There has been some progress in this field in recent times in identifying who the author of a piece of literature is, but can this be applied to programmers and coders as well? Do these people really have a “digital fingerprint” as they show in movies? That’s something researchers have been working on, in recognising a pattern among this collection of numbers and texts.
A couple of researchers from Drexel University and George Washington University have revealed that a code, just like literature, can also be analysed to pinpoint the author. They also published their article online, you can read more about it here.
How this works?
Firstly, the algorithm identifies features present in samples of codes, the researchers then narrowed down the features to only include those ones which helped them distinguish between individual developers. This helped them to cut down unwanted features.
Researchers then created an ‘Abstract Syntax Tree’ which was used to recognise the codes underlying structure. And as any other ML algorithm, this requires a set of training data. In the research paper the researchers revealed that its possible to identify the developer using their compiled binary code only.
In order to train their algorithm, researchers picked up sample codes from Google’s annual code jam competition. The results were quite impressive with an accuracy of 96% for 100 coders, but the accuracy dropped to 83% when the number of programmers were increased to 600.

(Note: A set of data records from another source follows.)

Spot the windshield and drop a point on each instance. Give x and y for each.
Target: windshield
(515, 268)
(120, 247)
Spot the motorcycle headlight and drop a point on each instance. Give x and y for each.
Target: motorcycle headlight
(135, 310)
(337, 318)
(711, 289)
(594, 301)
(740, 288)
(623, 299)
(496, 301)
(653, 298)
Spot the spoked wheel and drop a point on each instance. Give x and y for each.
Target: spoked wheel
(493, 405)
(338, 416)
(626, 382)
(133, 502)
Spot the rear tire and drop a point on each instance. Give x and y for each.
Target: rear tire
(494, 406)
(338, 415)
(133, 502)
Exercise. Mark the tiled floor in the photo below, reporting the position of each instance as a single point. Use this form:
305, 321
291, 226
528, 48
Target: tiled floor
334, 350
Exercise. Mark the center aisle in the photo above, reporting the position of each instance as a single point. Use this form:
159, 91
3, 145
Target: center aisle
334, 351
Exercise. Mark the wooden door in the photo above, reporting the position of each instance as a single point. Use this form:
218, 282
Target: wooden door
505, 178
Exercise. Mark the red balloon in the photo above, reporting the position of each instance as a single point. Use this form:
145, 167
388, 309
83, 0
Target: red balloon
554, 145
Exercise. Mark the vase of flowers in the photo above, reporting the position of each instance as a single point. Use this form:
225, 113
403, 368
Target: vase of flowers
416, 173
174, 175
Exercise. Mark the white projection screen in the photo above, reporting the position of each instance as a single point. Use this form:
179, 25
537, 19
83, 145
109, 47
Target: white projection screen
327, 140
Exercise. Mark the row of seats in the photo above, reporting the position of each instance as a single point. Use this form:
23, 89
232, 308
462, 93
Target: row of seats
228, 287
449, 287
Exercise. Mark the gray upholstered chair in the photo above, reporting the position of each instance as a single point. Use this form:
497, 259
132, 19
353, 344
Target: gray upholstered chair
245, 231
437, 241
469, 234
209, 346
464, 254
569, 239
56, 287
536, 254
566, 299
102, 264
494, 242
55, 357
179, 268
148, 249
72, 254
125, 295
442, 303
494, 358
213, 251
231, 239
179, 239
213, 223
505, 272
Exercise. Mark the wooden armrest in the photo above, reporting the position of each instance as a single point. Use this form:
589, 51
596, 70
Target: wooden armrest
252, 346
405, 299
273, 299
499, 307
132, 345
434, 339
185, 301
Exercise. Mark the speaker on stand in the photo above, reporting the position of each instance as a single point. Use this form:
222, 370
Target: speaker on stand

One of the findings to be noted was that it was easier for the algorithm to identify experience coders rather than new comers. This must be mostly due to the fact that they have more training data available and also because each coder has their individual pattern.
So let’s summarise:
This might be the beginning to a whole new world of cyber security and plagiarism check or even identity theft. This is one such algorithm that could definitely make our world a safer or atleast better place to live in.